I tested 1178583502 against a variety of possible bind variable values by using an outline hint in SQL*Plus scripts to force that plan no matter which values I tested against. I extracted the outline hint by running the query with POSITION_ID=’VALUE1′ and using this dbms_xplan call:
select * from table(dbms_xplan.display_cursor(null,null,'OUTLINE'));
Then I just added the outline hint to a copy of the same SQL*Plus script and tried various combinations of bind variable values as constants in the where clause just as I had tried VALUE1 for POSITION_ID. I used the values that I had extracted using bind2.sql. After verifying that the new plan worked with a variety of possible bind variable values, I used a SQL Profile to force 2w9nb7yvu91g0 to use 1178583502 and the problem was resolved.

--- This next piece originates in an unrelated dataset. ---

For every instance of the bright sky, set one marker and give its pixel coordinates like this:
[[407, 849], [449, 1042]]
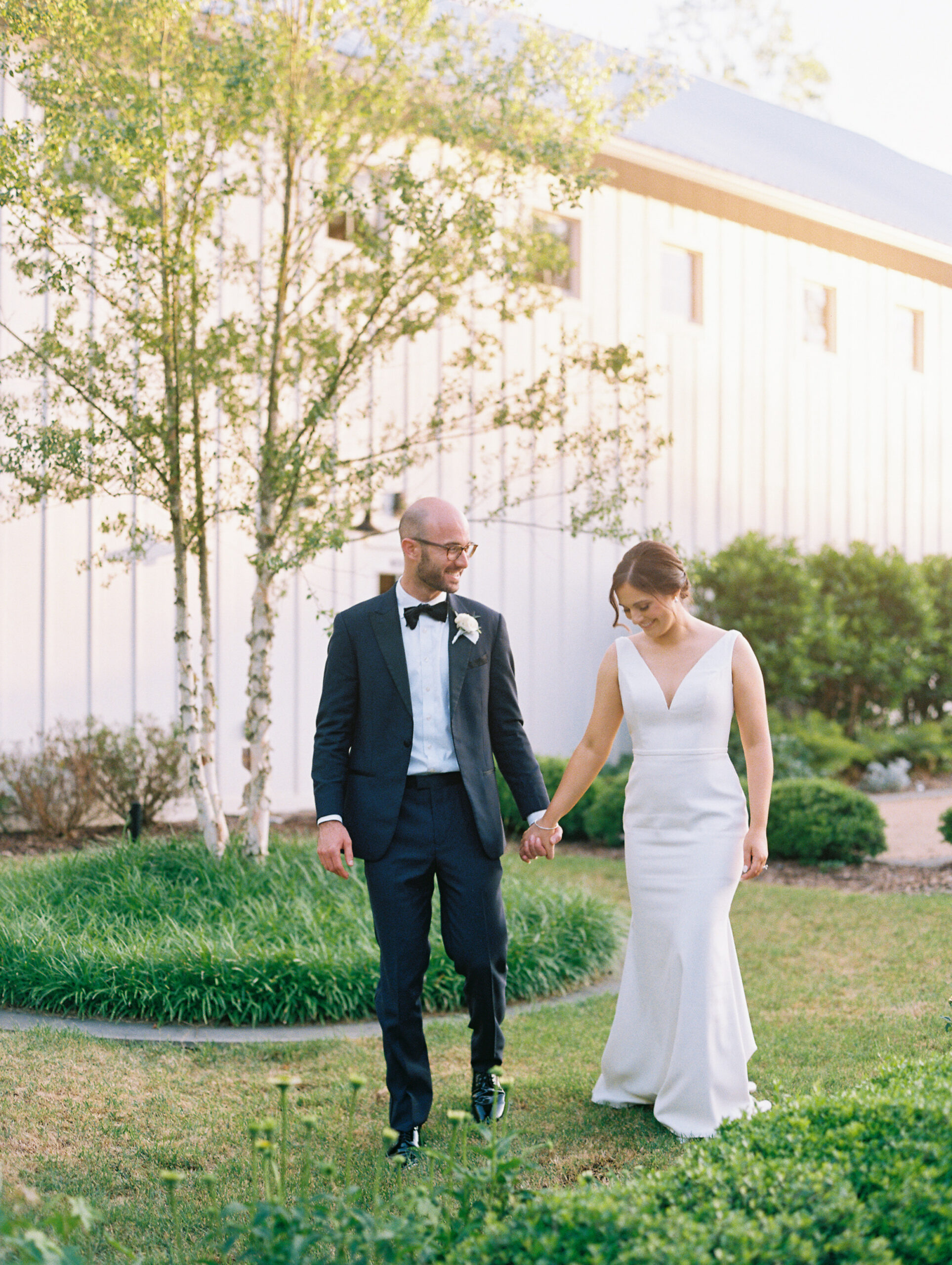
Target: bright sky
[[890, 61]]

I have just described how I created the original July SQL Profile by running a version of the problem query replacing the bind variables with constants that I knew would cause the original plan to run for a long time. The optimizer chose a better plan for this set of constants than the one locked into the shared pool for the original query. I used the PLAN_HASH_VALUE for this plan to create a SQL Profile for the July query. This is like an approach that I documented in two earlier blog posts. In 2014 I talked about using a hint to get a faster plan in memory so I could use it in a SQL Profile. In 2017 I suggested using an outline hint in the same way. In both of those cases I ran the problem query with hints and verified that it was faster with the hints. Then I used a SQL Profile to force the better PLAN_HASH_VALUE onto the problem query. So, in all these cases the key is to generate a better plan in any way possible so that it is in memory and then create a SQL Profile based on it. A lot of times we have queries that have run on a better plan in the past and we just apply a SQL Profile that forces the better plan that is already in the system. My December, 2018 post documents this type of situation. But the 2014 and 2017 blog posts that I mentioned above and the July 2018 example that I just described all are similar in that we had to come up with a new plan that the query had never used and then force it onto the SQL statement using a SQL Profile.
The incidents in January and July and the cases where I added hints all lead me to wonder how different one SQL statement can be from another and still share the same plan. The problem last week showed that two queries with slightly different select clauses could still use the same plan. The other cases show that you can add hints or run the statement with bind variables replaced with constants. In the January case I did not have to go back through the analysis that I did in July because I could quickly force the existing plan from the July query onto the January one. The January problem also shows the limits of SQL Profiles. The slightest change to a SQL statement causes a SQL Profile to be ignored, even though the plan would still work for the new SQL statement. But in the January case the ability to use the same plan for slightly different queries made it easy to create a new SQL Profile.